I understand it might be a little difficult to read, but I just hope you can get the just of what I did 2. ## Re: Definite Integrals - Same Problem, 1st use Definite Integral, then FTC.

You should solve your test alone, am I right ?

3. ## Re: Definite Integrals - Same Problem, 1st use Definite Integral, then FTC.

No, it's a take home test so we can use our notes, friends, websites... Anything/Anyone but our professor. Too much for you to figure out, too? 4. ## Re: Definite Integrals - Same Problem, 1st use Definite Integral, then FTC.

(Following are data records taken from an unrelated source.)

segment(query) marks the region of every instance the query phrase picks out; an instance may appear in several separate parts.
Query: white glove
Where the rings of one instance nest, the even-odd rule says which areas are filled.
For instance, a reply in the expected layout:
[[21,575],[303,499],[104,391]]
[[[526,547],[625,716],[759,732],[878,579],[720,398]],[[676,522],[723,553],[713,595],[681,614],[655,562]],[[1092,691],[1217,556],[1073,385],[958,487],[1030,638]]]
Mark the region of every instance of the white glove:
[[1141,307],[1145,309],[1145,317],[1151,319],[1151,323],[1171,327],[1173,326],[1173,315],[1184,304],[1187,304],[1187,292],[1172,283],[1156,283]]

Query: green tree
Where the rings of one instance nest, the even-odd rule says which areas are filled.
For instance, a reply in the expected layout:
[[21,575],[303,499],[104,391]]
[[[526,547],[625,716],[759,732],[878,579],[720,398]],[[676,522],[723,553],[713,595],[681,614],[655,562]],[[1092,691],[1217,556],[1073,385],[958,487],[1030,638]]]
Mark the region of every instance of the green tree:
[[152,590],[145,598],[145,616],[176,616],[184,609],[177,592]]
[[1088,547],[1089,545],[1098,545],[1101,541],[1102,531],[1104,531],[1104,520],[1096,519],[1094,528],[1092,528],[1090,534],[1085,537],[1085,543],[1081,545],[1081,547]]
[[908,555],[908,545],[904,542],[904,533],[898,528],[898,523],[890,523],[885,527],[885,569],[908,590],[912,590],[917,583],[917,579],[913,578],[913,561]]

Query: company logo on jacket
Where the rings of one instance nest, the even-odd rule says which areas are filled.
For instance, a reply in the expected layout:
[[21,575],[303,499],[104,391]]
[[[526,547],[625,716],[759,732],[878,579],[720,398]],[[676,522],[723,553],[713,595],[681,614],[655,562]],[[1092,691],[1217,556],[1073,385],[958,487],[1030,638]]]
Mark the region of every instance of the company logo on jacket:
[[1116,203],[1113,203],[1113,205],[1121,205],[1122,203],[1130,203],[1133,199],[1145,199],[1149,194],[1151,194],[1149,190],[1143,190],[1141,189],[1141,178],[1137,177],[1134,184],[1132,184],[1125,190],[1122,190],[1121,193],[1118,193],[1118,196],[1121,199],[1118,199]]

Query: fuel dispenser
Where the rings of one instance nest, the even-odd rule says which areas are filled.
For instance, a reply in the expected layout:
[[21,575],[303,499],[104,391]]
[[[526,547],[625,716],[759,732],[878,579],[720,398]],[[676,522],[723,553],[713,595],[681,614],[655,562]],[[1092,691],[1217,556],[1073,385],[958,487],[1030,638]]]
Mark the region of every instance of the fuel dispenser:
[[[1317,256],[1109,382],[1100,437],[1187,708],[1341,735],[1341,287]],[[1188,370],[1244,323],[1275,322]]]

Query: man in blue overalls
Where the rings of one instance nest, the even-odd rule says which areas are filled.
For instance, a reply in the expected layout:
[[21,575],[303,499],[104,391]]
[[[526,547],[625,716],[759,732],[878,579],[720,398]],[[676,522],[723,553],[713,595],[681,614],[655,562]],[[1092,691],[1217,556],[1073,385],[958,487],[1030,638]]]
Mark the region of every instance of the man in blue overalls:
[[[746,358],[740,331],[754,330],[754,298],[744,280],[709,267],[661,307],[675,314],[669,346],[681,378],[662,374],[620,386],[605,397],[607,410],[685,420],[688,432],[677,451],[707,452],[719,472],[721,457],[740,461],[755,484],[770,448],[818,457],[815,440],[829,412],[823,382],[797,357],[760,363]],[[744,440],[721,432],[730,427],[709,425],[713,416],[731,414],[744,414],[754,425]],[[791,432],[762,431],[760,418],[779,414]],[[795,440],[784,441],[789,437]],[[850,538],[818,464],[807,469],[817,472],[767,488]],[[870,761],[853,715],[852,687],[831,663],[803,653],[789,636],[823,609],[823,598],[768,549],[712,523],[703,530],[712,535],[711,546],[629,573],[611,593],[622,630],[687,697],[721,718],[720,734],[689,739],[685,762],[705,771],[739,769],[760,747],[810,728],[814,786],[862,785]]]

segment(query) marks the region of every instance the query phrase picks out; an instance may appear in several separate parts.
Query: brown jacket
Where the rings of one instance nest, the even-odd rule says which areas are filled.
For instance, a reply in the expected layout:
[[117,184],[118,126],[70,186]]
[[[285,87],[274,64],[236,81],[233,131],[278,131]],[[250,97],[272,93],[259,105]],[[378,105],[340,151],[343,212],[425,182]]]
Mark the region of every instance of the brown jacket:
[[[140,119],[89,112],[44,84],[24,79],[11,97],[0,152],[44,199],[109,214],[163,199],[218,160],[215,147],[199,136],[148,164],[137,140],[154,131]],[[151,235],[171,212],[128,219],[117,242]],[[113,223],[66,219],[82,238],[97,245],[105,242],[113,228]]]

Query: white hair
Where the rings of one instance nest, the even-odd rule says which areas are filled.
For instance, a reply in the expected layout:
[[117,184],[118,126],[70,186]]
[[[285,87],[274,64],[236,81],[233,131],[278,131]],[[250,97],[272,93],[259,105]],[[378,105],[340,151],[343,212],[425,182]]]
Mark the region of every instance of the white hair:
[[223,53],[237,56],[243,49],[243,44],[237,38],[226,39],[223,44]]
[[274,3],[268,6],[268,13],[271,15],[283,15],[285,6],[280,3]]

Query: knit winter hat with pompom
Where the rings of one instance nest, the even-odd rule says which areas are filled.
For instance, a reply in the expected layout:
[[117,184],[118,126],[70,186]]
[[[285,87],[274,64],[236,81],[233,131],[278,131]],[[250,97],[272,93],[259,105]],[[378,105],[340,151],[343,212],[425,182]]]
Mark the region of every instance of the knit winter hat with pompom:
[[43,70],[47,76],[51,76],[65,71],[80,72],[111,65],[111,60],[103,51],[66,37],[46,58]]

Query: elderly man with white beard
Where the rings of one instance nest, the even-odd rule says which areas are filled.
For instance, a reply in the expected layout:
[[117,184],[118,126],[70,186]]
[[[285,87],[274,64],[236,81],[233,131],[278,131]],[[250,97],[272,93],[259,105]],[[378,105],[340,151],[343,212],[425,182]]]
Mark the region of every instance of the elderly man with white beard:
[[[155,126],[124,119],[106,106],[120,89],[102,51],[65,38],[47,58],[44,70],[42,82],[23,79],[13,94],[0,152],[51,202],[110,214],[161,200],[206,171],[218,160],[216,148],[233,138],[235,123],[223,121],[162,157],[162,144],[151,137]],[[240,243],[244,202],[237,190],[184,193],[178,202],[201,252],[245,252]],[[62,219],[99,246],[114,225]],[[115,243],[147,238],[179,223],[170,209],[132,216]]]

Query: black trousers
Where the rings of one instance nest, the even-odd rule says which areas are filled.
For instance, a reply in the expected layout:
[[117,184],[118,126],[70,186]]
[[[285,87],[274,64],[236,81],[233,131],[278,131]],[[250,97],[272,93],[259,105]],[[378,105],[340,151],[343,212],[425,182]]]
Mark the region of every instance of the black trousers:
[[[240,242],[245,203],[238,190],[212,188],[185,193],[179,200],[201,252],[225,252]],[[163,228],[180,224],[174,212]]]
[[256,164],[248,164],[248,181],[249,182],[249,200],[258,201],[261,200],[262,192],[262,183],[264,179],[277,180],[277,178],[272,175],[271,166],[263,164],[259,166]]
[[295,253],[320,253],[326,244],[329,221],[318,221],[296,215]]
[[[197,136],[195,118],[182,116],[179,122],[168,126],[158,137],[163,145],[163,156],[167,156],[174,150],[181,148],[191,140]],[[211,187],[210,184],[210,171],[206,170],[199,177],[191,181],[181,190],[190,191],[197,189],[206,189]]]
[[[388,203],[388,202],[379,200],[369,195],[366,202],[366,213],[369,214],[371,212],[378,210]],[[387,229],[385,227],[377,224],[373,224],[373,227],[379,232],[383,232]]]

in the second attachment file you did this integral wrong this how you should do it

$\displaystyle \int_{1}^{2} 2x^2 -x \;dx = \frac{2x^{2+1}}{2+1}- \frac{x^{1+1}}{1+1} \mid_{1}^{2}$

in general

$\displaystyle \int x^n \; dx = \frac{x^{n+1}}{n+1}+C$

indefinite integral

$\displaystyle \int 2x^2 -x \; dx = \frac{2x^3}{3} - \frac{x^2}{2} +C$

definite integral

$\displaystyle \int_1^2 2x^2 -x \; dx = \left(\frac{2(2)^3}{3} - \frac{2^2}{2}\right) - \left(\frac{2}{3} - \frac{1}{2}\right)$

5. ## Re: Definite Integrals - Same Problem, 1st use Definite Integral, then FTC.

Thank you for catching that!
I also noticed I messed up while taking the limits and adding up the fractions for the first part, 19/6 is the correct answer.
I so much appreciate your help in going through that for me, I would have NEVER caught that mistake I made in FTC!

6. ## Re: Definite Integrals - Same Problem, 1st use Definite Integral, then FTC. Originally Posted by Kristenx2 No, it's a take home test so we can use our notes, friends, websites... Anything/Anyone but our professor. Too much for you to figure out, too? Uh huh. Then what's the point of handing in the work if it's just copied from someone else? Thread closed.